The Only Thing Left: Spit or Swab?

All of the ancestry test kits allow you to collect a sample at home and mail it in afterward. With the exception ot TeloYears (which requires a finger-prick), all you have to do is swab the inside of your cheek or collect a little bit of saliva, following their instructions. So what exactly does a company do with your ancestry test?

The DNA testing company analyzes your saliva or cheek swab, searching your DNA results for SNPs, and then shares the results with you after a period of weeks. Results of the autosomal test are usually reported as percentages (30 percent Scandinavian, 22 percent East Indian, and so on), while the results of the yDNA and mtDNA test will be your paternal or maternal haplogroup, respectively.

Once you have results from one testing company, you can also upload them to the databases of some other companies and third-party sites to broaden your exposure to potential family. Each database will give you slightly different results and new clues about your ethnicity.

For instance, GEDmatch is run by genetic genealogists, and it’s not a testing company. Instead, it has become a popular third-party database for folks who completed DNA tests from AncestryDNA, FTDNA or 23andMe. If you opt to take a budget-friendly bundle of tests via 23andMe, for instance, finding good third-party genealogical databases will be very helpful for maximizing what you learn from the results.

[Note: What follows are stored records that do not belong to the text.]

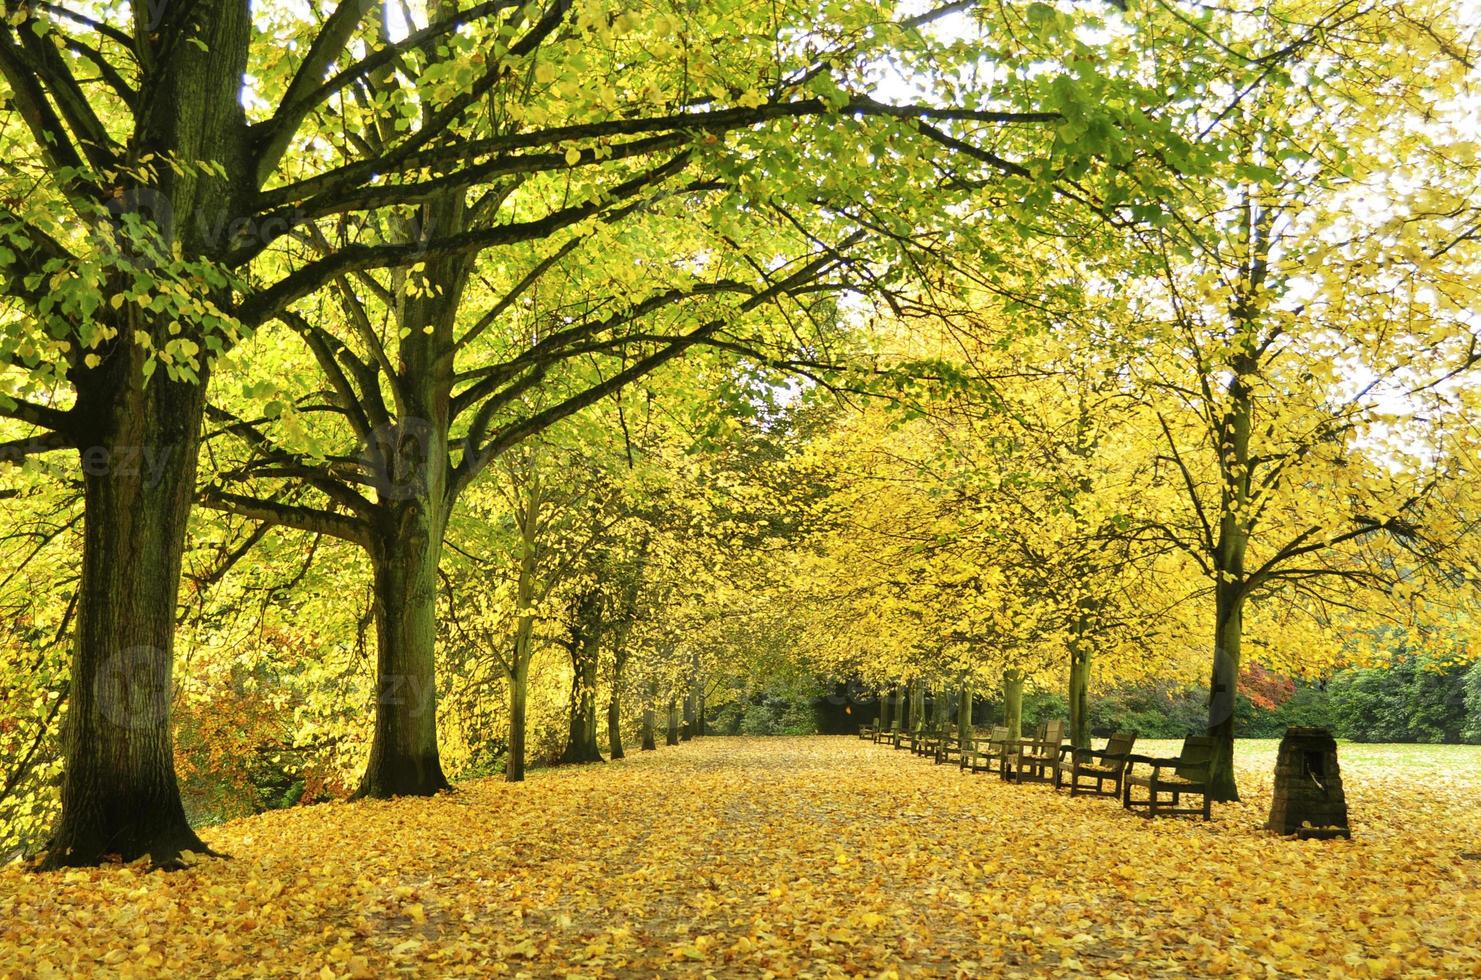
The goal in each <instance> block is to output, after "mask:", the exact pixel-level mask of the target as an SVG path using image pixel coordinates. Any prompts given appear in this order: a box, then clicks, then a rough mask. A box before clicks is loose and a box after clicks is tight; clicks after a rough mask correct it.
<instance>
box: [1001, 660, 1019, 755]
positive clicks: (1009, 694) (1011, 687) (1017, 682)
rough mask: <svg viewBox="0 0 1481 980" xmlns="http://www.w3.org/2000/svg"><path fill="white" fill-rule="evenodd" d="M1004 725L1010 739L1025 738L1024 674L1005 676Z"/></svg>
mask: <svg viewBox="0 0 1481 980" xmlns="http://www.w3.org/2000/svg"><path fill="white" fill-rule="evenodd" d="M1003 724H1004V725H1007V730H1009V739H1022V737H1023V674H1022V672H1019V671H1006V672H1004V674H1003Z"/></svg>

People in certain populations can benefit from specialized search techniques and databases. The non-profit DNAAdoption teaches advanced search methodology to people who are adopted, donor-conceived, or have unexpected results.

So what are you waiting for? Pick the ancestry test that sounds best to you and get started! There’s never been a better time to take a DNA test.

As an added bonus, the accuracy of haplogroup and ethnicity reporting improves over time as databases grow and research advances. (Depending on the testing company, they may automatically update your results as well, so be sure to log in and check from time to time.) This means that as more and more of us take a DNA test and enter into a database, the more useful the information will be for everyone who participates!